By using a simple electroencephalogram (EEG), researchers at Stanford were able to predict which depressed patients would benefit most from treatment with the antidepressant sertraline (Zoloft).
With only a few electrodes and a little artificial intelligence, it would be possible to predict which antidepressive treatment would most likely help the patient. A simple electroencephalogram combined with analysis by a computer model would thus make it possible to identify patients who could benefit from sertraline (Zoloft). This new work is published in Nature Biotechnology.
30% do not respond to treatments for depression
“I would be surprised if it is not used by clinicians in the next five years,” said Amit Etkin, professor of psychiatry and behavioral science at Stanford, who led the work. In the US, one in five people have suffered or will suffer from depression, and only 30% of them respond to the prescribed treatment. “Treatment for people suffering from depression usually begins with the prescription of an anti-depressant. If this does not work, a second antidepressant is prescribed. Each of these ‘trials’ usually takes at least eight weeks to assess whether the drug has worked and whether the symptoms are relieved,” says Etkin. If this fails, psychotherapy and transcranial brain stimulation (a treatment that involves a specific type of non-invasive brain stimulation) can also be offered. “Current methods of diagnosing depression are simply too subjective and imprecise to help physicians quickly determine the appropriate treatment,” explains Amit Etkin, and leads to the discouragement of patients, which contributes to the symptoms of depression.
Sadness, lack of desire, lack of energy, sleep disorders… The diagnosis of depression is based on many of the symptoms reported by the patients, which leads to the choice of treatment. To be more effective, doctors dream of personalized medicine based on more precise signs.
Stanford University used data from the EMBARC study, the largest image-guided, placebo-controlled antidepressant study of its kind, which included 309 depressed patients with and without an antidepressant called Sertraline (Zoloft).
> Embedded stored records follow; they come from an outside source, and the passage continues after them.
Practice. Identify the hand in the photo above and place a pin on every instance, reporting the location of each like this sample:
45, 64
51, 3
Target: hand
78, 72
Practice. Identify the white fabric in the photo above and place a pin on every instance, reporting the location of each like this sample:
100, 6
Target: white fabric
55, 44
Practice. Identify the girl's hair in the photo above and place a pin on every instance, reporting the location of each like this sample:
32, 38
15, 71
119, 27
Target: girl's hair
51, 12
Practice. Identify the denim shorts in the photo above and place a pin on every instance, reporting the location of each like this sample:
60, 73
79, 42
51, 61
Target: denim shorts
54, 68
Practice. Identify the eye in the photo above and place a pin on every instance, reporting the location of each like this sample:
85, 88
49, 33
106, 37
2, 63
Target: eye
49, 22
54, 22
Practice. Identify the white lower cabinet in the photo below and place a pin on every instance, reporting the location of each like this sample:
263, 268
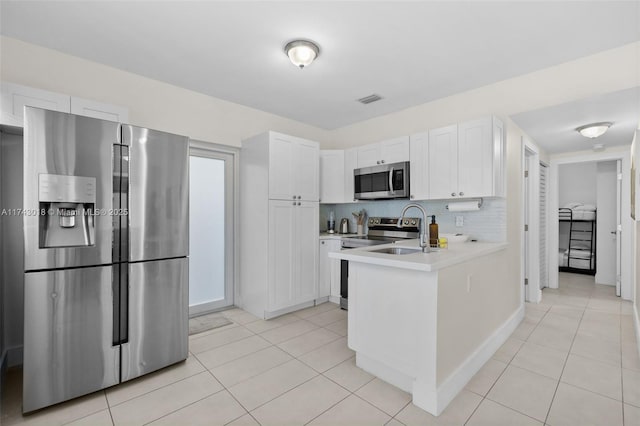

An electroencephalography (EEG) test, in which electrodes were placed on the patients’ scalps, was used to measure the electrical activity of the brain before starting treatment. Using theories from neuroscience, clinical science, and biotechnology, the scientists also built an advanced predictive model based on a new machine-learning algorithm called SELSER, which specializes in the analysis of EEG data. The researchers then applied SELSER to the EEG data of the 309 study participants and hoped that the machine learning technique could predict the depressive symptoms of the participants after treatment.
A more active prefrontal cortex
“These studies were more successful than any member of our team could have imagined,” says psychiatrist Madhukar Trivedi, who led the study. SELSER was able to reliably predict the individual response of patients to sertraline based on a specific type of brain signal called alpha waves. From a physiological point of view, alpha waves, in conjunction with a general state of relaxation, reduce the processing capacity of a specific area of the brain. The prefrontal cortex is particularly affected, an area of activity that is often impaired in depressed people. The prefrontal cortex is involved in our emotional reactions, particularly via other regions of the brain, which are responsible for controlling the neurotransmitters dopamine, norepinephrine, and serotonin, which are important for mood regulation. According to the authors, these findings suggest that “the prefrontal cortexes of those who respond best to treatment are more active or excitable than those who respond poorly.
This EEG-based model surpassed conventional models that used EEG data or other types of individual data, such as the severity of symptoms and demographic characteristics. Finally, another independent data set showed that participants in whom SELSER found a small improvement with sertraline were more likely to respond to transcranial magnetic stimulation in combination with psychotherapy.
“It can be devastating for a patient if an antidepressant does not work,” concludes Madhukar Trivedi. “Our research shows that they soon no longer have to endure the painful process of trial and error.”